Difficile d'ailleurs de comprendre pourquoi 'Brainticket' se voit découpé en 'Part 1' et 'Part 2' si ce n'est la limite technique imposé par le support vinyle à l'époque. Car musicalement l'inspiration (enfin, c'est un bien grand mot !) est la même. Sur le même gimmick basse/batterie/guitare/orgue qui tourne inlassablement en boucle durant 26 minutes ou presque, le groupe s'amuse à faire un collage de tous les bruits qui lui sont tombés sous la main : on entend ainsi tour à tour des bruits de moteurs, cris de foule, sonneries, rires, sifflements, hurlements, voix parasitées, bruits de machines, de mitraillettes, déflagrations, cris de singe, les deux premières mesures de la 5ème symphonie de Beethoven, des bourdonnements, chœurs, cliquetis, bruits de chasse d'eau, de marteau-piqueur, et enfin des bruits de frein précédant une collision qui vous informe que votre supplice est terminé.

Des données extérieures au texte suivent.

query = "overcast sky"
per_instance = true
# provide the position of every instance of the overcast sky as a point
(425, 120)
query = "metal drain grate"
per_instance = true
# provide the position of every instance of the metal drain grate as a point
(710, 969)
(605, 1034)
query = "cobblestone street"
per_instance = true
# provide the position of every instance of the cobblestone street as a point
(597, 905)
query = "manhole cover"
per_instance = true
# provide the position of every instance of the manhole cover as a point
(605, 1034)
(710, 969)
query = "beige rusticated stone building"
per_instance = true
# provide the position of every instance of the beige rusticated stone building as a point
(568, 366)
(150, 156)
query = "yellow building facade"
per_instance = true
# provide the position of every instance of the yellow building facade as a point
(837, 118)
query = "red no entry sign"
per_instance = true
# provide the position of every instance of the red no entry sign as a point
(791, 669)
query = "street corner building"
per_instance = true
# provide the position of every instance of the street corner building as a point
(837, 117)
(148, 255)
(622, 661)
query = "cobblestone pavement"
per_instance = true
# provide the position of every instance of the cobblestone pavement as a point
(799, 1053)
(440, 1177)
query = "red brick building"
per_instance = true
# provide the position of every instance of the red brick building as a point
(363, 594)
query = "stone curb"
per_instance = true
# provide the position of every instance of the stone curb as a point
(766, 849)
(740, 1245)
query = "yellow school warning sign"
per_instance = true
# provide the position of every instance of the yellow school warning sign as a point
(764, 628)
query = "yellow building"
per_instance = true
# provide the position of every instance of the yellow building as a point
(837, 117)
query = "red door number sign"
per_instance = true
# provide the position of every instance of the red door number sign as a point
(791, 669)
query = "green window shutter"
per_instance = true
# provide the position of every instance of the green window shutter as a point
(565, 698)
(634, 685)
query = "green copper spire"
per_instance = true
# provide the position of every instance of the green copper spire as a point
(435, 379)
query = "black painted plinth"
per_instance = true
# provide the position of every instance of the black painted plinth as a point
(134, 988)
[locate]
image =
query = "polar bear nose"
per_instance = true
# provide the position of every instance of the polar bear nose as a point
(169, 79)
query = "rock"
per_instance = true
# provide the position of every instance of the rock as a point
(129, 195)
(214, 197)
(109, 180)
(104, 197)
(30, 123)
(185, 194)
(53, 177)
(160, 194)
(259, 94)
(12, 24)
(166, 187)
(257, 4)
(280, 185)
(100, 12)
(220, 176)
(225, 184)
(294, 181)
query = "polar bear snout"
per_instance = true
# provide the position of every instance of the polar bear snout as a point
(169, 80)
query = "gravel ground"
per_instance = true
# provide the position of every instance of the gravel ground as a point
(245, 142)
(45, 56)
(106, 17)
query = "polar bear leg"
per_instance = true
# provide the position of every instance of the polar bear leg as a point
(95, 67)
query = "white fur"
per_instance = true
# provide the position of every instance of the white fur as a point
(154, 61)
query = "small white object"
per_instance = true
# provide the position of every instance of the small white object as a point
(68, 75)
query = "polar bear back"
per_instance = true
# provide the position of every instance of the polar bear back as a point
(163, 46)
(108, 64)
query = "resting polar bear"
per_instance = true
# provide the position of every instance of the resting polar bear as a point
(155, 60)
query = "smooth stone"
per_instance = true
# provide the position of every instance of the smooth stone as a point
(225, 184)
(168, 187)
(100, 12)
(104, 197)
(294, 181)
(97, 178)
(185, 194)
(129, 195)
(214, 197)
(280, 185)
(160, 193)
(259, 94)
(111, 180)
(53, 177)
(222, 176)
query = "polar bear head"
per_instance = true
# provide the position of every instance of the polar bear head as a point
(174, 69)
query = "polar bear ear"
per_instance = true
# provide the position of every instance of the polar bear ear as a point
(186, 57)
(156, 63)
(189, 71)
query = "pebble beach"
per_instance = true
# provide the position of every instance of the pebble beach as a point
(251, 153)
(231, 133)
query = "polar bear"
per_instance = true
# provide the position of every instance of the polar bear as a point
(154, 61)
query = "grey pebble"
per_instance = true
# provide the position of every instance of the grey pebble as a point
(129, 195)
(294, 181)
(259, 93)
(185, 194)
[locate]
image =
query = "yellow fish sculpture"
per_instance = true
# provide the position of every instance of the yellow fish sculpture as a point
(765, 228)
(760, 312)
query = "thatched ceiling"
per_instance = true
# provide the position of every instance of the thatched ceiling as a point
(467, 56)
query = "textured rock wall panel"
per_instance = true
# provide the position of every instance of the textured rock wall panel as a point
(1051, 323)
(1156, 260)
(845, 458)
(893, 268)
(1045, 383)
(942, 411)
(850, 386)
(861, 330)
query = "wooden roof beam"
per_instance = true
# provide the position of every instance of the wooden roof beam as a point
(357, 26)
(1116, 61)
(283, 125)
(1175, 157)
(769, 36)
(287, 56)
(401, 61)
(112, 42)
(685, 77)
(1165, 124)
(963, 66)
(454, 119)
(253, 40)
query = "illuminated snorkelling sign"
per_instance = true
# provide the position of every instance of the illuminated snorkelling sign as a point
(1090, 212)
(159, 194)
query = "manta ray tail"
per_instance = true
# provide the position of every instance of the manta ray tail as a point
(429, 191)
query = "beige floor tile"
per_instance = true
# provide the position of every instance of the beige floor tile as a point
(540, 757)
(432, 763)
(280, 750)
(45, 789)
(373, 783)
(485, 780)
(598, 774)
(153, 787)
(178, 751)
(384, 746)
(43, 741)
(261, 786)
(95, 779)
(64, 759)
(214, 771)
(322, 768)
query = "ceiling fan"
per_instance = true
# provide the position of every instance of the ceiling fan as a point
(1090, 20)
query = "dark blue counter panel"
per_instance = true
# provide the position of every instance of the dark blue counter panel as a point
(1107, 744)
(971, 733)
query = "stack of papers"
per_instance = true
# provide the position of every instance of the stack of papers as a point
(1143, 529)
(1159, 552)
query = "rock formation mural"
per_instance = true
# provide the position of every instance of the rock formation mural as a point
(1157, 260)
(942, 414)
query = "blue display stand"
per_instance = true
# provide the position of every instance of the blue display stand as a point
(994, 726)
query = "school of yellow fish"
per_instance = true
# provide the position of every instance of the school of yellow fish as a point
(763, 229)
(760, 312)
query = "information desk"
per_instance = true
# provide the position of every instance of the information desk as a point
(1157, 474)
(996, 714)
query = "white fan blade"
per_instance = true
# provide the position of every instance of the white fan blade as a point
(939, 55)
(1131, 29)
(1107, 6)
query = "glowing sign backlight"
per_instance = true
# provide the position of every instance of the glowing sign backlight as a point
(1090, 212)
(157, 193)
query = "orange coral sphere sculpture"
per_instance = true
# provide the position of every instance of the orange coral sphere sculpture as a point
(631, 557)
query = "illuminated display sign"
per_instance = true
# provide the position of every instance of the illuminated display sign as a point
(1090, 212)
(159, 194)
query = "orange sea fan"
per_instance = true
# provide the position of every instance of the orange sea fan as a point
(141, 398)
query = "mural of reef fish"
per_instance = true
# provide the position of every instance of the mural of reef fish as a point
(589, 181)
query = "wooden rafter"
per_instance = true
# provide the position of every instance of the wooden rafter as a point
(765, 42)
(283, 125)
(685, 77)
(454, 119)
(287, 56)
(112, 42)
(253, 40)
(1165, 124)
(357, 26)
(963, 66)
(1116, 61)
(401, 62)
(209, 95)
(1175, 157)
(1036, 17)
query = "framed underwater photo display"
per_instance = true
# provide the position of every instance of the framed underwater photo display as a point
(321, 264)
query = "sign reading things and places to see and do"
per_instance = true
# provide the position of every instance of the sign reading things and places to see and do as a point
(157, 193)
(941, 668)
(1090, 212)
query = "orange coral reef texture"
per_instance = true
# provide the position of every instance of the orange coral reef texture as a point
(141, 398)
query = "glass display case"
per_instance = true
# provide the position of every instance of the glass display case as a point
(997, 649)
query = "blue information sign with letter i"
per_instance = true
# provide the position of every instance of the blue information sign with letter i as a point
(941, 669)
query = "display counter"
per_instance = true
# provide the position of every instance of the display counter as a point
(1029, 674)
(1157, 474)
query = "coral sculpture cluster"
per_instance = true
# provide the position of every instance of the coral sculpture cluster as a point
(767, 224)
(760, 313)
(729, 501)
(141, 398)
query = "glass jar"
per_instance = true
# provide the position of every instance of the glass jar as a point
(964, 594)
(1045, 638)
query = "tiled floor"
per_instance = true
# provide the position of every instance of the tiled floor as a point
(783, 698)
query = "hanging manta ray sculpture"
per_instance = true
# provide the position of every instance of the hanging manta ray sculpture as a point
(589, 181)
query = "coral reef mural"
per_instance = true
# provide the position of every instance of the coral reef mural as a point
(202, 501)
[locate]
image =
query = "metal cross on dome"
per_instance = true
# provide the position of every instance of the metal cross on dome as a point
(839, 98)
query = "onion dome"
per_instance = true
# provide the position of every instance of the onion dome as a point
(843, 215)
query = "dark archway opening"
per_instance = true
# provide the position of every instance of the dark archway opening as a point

Pas de chant mais la voix sensuelle de Dawn Muir (deuxième bon point) qui se lance dans un discours exalté et essoufflé sur la 'Part 2' tandis qu'elle simule ce qui ressemble fort à un orgasme bruyant sur la 'Part 1', très Love, Peace and Freedom des années 70. Les deux autres titres sont anecdotiques, très répétitifs également, peuplés de riffs de guitare acides, d'orgues saturées d'un autre âge et de voix trafiquées, 'Places Of Light' étant quelque peu sauvé par les volutes d'une flûte légère.
Le côté expérimental et hypnotique, pour ne pas dire lassant, de "Cottonwoodhill" pouvait paraître osé lors de sa sortie, même si l'on faisait nettement plus novateur et intéressant à cette époque. Aujourd'hui, sa musique très datée a largement dépassé la date de péremption.